Michael J. Swart

July 20, 2017

SQL Server UPSERT Patterns and Antipatterns

Filed under: Miscelleaneous SQL,SQLServerPedia Syndication,Technical Articles — Michael J. Swart @ 11:34 am
Upsert Patterns and Antipatterns
Good ways and bad ways to update or insert rows

In 2015, Postgres added support for ON CONFLICT DO UPDATE to their INSERT statements. Their docs say that using this syntax guarantees an atomic INSERT or UPDATE outcome; one of those two outcomes is guaranteed, even under high concurrency.

Now, that is one amazing feature isn’t it? Postgres worked really hard to include that feature and kudos to them. I would trade ten features like stretch db for one feature like this. It makes a very common use case simple. And it takes away the awkwardness from the developer.

But if you work with SQL Server, the awkwardness remains and you have to take care of doing UPSERT correctly under high concurrency.
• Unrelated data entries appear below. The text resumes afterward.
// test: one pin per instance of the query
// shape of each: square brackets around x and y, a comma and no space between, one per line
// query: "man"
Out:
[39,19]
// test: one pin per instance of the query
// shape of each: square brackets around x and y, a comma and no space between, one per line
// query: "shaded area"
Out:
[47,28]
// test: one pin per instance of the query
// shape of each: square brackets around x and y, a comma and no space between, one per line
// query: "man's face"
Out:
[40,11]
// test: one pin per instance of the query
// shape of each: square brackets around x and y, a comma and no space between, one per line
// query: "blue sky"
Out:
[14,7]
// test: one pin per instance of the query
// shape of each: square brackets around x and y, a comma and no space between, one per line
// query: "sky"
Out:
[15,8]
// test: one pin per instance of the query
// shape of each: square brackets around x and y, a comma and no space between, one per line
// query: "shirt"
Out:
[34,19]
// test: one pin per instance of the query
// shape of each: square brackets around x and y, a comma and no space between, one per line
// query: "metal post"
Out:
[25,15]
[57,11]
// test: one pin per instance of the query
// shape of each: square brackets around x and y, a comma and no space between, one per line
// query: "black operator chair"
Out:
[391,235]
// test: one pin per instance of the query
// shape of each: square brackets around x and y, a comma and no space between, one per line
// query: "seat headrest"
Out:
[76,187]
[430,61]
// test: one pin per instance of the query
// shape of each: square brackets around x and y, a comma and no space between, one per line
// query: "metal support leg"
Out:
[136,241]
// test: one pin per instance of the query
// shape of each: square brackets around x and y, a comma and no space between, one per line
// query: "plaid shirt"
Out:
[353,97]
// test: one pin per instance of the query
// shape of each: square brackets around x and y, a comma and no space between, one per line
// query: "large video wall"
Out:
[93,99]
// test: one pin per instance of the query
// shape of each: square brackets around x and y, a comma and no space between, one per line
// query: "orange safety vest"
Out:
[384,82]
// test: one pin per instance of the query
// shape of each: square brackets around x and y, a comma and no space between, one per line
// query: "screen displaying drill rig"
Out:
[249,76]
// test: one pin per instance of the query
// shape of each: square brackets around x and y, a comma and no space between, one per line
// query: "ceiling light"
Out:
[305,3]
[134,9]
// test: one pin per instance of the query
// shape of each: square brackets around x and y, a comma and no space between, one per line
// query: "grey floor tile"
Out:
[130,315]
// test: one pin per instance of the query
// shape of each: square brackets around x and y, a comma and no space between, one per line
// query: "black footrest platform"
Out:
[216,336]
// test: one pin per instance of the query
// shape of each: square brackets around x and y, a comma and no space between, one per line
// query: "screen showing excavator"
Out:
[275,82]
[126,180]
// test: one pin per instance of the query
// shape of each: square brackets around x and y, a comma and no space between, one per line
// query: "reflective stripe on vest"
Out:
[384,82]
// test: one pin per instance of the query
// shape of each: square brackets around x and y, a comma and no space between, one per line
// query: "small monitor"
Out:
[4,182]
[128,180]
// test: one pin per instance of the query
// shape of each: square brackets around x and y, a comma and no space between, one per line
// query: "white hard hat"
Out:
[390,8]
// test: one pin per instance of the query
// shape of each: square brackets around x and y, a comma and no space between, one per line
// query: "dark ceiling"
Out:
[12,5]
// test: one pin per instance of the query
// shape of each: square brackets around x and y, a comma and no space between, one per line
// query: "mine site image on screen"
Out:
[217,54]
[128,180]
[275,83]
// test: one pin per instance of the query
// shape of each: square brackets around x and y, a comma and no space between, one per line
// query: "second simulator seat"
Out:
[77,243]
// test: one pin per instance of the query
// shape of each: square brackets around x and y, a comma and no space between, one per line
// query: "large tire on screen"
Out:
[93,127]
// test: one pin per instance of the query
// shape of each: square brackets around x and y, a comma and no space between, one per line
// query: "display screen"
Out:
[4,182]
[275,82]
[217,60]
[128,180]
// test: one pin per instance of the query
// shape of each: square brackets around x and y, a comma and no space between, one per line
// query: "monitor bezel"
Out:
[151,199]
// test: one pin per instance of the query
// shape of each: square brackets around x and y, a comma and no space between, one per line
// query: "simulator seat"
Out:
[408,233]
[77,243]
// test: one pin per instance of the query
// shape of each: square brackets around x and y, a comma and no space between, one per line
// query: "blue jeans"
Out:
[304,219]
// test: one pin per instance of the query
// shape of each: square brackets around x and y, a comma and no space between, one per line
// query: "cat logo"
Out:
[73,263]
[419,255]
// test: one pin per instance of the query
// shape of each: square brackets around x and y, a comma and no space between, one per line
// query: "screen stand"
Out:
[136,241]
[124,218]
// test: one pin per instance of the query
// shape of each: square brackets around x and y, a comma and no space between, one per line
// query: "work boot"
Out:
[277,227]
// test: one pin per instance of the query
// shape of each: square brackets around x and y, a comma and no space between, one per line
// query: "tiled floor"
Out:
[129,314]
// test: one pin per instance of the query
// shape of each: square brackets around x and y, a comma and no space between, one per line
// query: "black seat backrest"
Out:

Easy things should be easy

I wrote a post in 2011 called Mythbusting: Concurrent Update/Insert Solutions. But since then, I learned new things, and people have suggested new UPSERT methods. I wanted to bring all those ideas together on one page. Something definitive that I can link to in the future.

The Setup

I’m going consider multiple definitions of a procedure called s_AccountDetails_Upsert. The procedure will attempt to perform an UPDATE or INSERT to this table:

CREATE TABLE dbo.AccountDetails
(
    Email NVARCHAR(400) NOT NULL CONSTRAINT PK_AccountDetails PRIMARY KEY,
    Created DATETIME NOT NULL DEFAULT GETUTCDATE(),
    Etc NVARCHAR(MAX)
);

Then I’m going to test each definition by using a tool like SQL Query Stress to run this code

declare @rand float = rand() + DATEPART( second, getdate() );
declare @Email nvarchar(330) = cast( cast( @rand * 100 as int) as nvarchar(100) ) + '@somewhere.com';
declare @Etc nvarchar(max) = cast( newid() as nvarchar(max) );
exec dbo.s_AccountDetails_Upsert @Email, @Etc;

Antipattern: Vanilla Solution

If you don’t care about concurrency, this is a simple implementation. Nothing fancy here:

CREATE PROCEDURE s_AccountDetails_Upsert ( @Email nvarchar(4000), @Etc nvarchar(max) )
AS 
  IF EXISTS ( SELECT * FROM dbo.AccountDetails WHERE Email = @Email )
 
    UPDATE dbo.AccountDetails
       SET Etc = @Etc
     WHERE Email = @Email;
 
  ELSE 
 
    INSERT dbo.AccountDetails ( Email, Etc )
    VALUES ( @Email, @Etc );

Unfortunately, under high concurrency, this procedure fails with primary key violations.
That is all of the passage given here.